When we forgive, God’s Spirit gives us the assurance that our offense was paid for in full at the cross answering our cry for justice.
When we forgive, His Spirit draws the poison of pain, anger, and resentment from our hearts making it possible for us to live in joy and peace again and for our love to flow unhindered and unsullied.
When we forgive, we make another step towards Christlikeness and thus love Him more and grow our apprehension and appreciation for the forgiveness we have received from Him.
If we hold back our forgiveness, we are choosing to value our pain more than Christ.
Consider the seriousness of Jesus’ teaching here. God is replicating the life of His Son in us. If we do not see His life and character being replicated in us, can we have any assurance that we have in fact been forgiven? This was so important to Jesus that He made the point of telling Peter the parable of the Unmerciful Servant in Matthew 18. The unforgiving servant was thrown into prison to be tortured by the king’s jailors for not replicating the king’s forgiveness towards his own debtors. And what does Jesus say to Peter at the end? This is how my heavenly Father will treat each of you unless you forgive your brother from your heart.
If you have been withholding forgiveness from someone, I want to encourage you to ask God to help you forgive that person or persons by next Sunday.

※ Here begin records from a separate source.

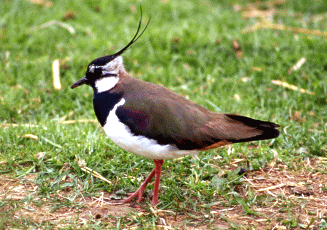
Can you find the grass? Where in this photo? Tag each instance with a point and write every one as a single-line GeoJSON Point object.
{"type": "Point", "coordinates": [187, 48]}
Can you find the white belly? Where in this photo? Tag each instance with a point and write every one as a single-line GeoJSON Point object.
{"type": "Point", "coordinates": [121, 135]}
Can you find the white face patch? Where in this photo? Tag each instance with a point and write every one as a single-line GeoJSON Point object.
{"type": "Point", "coordinates": [114, 64]}
{"type": "Point", "coordinates": [106, 83]}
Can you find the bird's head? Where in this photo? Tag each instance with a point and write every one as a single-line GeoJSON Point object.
{"type": "Point", "coordinates": [102, 74]}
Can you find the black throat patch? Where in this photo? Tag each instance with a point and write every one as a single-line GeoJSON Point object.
{"type": "Point", "coordinates": [103, 103]}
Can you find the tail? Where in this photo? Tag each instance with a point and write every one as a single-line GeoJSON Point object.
{"type": "Point", "coordinates": [263, 130]}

If you need to ask for forgiveness from anyone, I want to encourage you to go to that person or persons and ask them to forgive you. Jesus taught in the previous chapter, Therefore, if you are offering your gift at the altar and there remember that your brother has something against you, leave your gift there in front of the altar. First go and be reconciled to your brother; then come and offer your gift (Matthew 5:23-24, NIV).
And when—not if, when—the opportunity to forgive presents itself, do it. Do it freely, humbly, and with joy. For in doing so you are hallowing God’s name and making His will done on earth as it is in heaven; you are acting as the hand of God in giving out His daily bread, you are forgiving as He has been forgiving to you, and you will avoid the temptation of letting the love of self and sin take the place of loving God and one another.